Iron ore price weakness is seasonal
Vale’s (VALE) CEO mentioned during Vale Day that the recent weakness in iron ore prices was expected due to the start of the winter season in China. Also, steel capacity cuts in China are lower this year as compared to last year, while steel mills are following the same approach of producing more in advance. This has led to additional weakness in iron ore. Lastly, the trade war between China and the US (SPY) (IVV) is adding to the pressure. Vale is trying to position in a way so as to avoid losses in this situation by holding off its inventory at the end of the year to take advantage of price recovery at the beginning of next year.
Sustainable price level
Vale also mentioned that it is comfortable with iron ore prices ranging between $60–$80 per ton as they have been for the last few months. If prices fall below this range, Schvartsman said, “That will be part of our job not to burn our product at the wrong price.” A sustainable price level usually refers to a level where efficient miners (XME) such as BHP (BHP), Rio Tinto (RIO), and Vale can make decent margins without incentivizing high-cost production.
Vale also mentioned that due to the “flight to quality” in China (FXI), its competitors (XME) are facing a depletion of their mines. At this point, Vale is the only large mining company that has more capacity coming online through its S11D project.

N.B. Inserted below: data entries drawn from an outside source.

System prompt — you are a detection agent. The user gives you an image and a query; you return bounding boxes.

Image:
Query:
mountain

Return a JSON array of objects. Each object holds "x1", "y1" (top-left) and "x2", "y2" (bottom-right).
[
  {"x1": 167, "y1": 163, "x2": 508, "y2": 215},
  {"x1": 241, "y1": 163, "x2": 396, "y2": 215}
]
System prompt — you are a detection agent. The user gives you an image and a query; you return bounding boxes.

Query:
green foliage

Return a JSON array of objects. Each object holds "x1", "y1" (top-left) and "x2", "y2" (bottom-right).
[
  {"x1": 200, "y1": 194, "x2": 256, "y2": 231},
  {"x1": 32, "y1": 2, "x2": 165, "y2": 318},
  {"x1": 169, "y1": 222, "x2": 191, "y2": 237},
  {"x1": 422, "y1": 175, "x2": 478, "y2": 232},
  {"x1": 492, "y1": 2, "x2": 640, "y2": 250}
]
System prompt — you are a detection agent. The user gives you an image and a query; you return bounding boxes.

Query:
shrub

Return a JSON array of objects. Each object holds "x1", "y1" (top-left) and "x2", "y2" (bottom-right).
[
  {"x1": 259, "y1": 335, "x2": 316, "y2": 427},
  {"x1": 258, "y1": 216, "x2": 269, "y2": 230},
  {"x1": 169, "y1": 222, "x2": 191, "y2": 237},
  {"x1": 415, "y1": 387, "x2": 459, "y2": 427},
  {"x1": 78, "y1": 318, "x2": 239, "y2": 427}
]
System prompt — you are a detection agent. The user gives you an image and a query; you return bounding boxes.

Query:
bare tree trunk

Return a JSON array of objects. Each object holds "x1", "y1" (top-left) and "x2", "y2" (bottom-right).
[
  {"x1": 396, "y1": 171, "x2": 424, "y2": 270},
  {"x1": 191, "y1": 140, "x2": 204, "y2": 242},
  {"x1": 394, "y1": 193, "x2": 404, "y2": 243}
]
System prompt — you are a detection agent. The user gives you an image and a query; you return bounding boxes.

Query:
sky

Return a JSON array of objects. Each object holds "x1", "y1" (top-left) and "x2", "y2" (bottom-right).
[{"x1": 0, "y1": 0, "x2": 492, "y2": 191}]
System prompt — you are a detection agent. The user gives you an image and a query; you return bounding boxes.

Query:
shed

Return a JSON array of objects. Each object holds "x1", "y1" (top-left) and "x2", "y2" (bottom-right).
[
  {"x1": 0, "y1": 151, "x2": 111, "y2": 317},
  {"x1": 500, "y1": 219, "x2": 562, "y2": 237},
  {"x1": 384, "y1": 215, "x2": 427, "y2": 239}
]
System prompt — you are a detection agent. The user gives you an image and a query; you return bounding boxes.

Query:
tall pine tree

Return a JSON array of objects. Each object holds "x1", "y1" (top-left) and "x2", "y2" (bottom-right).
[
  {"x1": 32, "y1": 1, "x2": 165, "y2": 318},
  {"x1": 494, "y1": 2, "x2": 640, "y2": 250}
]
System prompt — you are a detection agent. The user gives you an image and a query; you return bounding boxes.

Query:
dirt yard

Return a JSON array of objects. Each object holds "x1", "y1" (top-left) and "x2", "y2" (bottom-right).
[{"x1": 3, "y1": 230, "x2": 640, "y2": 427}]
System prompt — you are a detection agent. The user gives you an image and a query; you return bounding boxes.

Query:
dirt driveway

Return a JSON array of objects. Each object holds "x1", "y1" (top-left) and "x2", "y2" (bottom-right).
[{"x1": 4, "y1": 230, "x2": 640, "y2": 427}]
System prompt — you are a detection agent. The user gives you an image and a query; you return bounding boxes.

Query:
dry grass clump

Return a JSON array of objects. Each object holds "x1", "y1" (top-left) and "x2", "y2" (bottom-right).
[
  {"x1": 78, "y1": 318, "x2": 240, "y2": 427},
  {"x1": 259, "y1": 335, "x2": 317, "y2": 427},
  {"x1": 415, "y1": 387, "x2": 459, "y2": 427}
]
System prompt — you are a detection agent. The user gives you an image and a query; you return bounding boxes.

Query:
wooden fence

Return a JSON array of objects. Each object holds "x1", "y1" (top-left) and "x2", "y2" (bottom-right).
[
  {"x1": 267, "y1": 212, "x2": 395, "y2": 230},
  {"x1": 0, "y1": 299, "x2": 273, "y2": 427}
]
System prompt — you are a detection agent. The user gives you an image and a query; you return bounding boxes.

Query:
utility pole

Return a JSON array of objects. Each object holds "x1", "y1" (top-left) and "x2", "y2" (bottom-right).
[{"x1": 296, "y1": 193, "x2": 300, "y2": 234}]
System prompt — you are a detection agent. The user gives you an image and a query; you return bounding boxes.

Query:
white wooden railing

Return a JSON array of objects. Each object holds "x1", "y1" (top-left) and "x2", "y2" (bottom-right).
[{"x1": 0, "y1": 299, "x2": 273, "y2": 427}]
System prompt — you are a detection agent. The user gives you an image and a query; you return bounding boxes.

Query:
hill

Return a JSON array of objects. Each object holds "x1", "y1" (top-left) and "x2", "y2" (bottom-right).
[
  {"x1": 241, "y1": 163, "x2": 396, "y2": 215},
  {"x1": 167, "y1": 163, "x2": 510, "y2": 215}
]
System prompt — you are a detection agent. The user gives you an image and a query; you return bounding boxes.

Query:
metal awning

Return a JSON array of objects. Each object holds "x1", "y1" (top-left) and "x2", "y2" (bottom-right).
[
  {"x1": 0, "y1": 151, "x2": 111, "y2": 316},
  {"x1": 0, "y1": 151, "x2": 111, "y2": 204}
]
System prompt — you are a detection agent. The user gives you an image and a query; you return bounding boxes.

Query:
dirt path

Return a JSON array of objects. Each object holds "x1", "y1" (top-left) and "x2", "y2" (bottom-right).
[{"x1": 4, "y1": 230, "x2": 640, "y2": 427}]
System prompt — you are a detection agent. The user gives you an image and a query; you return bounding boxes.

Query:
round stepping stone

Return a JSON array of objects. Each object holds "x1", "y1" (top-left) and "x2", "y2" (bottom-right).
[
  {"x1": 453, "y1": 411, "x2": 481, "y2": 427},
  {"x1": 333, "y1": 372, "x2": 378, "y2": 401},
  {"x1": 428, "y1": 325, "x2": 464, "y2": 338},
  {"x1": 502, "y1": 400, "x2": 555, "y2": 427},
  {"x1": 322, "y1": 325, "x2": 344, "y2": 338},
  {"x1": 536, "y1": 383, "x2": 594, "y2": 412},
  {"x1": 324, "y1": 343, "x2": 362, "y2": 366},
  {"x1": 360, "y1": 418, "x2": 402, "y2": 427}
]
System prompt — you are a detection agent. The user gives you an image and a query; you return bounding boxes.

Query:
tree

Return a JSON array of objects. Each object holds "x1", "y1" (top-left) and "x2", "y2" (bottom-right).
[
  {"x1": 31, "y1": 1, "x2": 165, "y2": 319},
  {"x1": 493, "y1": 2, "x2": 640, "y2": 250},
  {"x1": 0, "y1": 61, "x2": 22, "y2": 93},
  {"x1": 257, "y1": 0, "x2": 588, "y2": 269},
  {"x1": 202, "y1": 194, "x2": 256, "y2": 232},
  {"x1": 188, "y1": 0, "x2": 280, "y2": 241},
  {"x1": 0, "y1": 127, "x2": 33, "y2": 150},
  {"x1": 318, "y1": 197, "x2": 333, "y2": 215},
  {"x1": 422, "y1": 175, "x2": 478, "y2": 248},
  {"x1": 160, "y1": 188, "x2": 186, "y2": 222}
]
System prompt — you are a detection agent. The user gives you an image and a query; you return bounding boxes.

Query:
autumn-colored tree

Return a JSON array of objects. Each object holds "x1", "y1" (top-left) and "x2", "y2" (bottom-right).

Changing pellet contracts to 65% Fe basis
Another important development for the company related to its iron ore division is that it is negotiating a change in its iron ore pellet contracts from the current 62% Fe to 65% Fe. Vale’s executive director of ferrous metals and coal, Peter Poppinga, said during Vale Day, “if both of those indexes, $65 and pellets, are linked to productivity in the steel plant. So by switching to $65 index, there would be a natural hedge, a natural hedge for the blast furnace guys to tackle any productivity need.”